The rule of thumb says that it is 6-10 times more expensive to win new customers than it is to retain existing customers (more at Wikipedia). So you’d think that any sensible company would make sure there existing customers don’t get disgruntled, annoyed, or even begin to consider that better options may lie elsewhere.
My favourite company (!) Virgin Mobile has just released a Free to V service. As you’ll no doubt guess from the catchy name, the service gives you free calls to other Virgin Mobile customers. As someone who’s recently joined Virgin’s service (and someone who’s always up for a bargain), I thought I’d call and enquire as to how I can get in on this deal.

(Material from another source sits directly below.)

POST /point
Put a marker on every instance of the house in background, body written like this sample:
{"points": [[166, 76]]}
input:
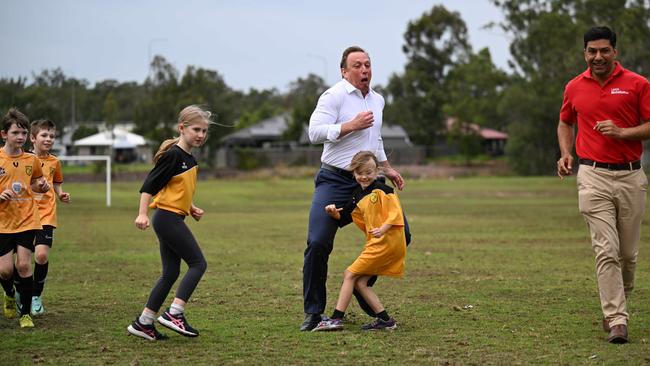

Upon calling the lovely Virgin Mobile call centre, I was informed that this “great deal” is only available to new customers. Surely a strategy that encourages new customers (who are 6-10 times more expensive to attract) and at the same time annoys existing customers is the work of a very special mind.
If Free to V is a loss leader to attract new customers, and if the loss is so prohibitively high that they don’t want to offer it to existing customers, this strikes me as a risky short-termist strategy. Maybe new customers will increase, but the retention rate for existing customers will surely go down.
I can understand how a strategy like this got signed off, but I hope that a strategy based on frustrating your existing customers gets them what they deserve.
I want to state that I have nothing against Virgin Mobile per se – and I actually kind of like the general Virgin brand and the way it has expanded and follows me around the world. But come on Virgin Mobile Australia – this isn’t a joined up customer experience strategy.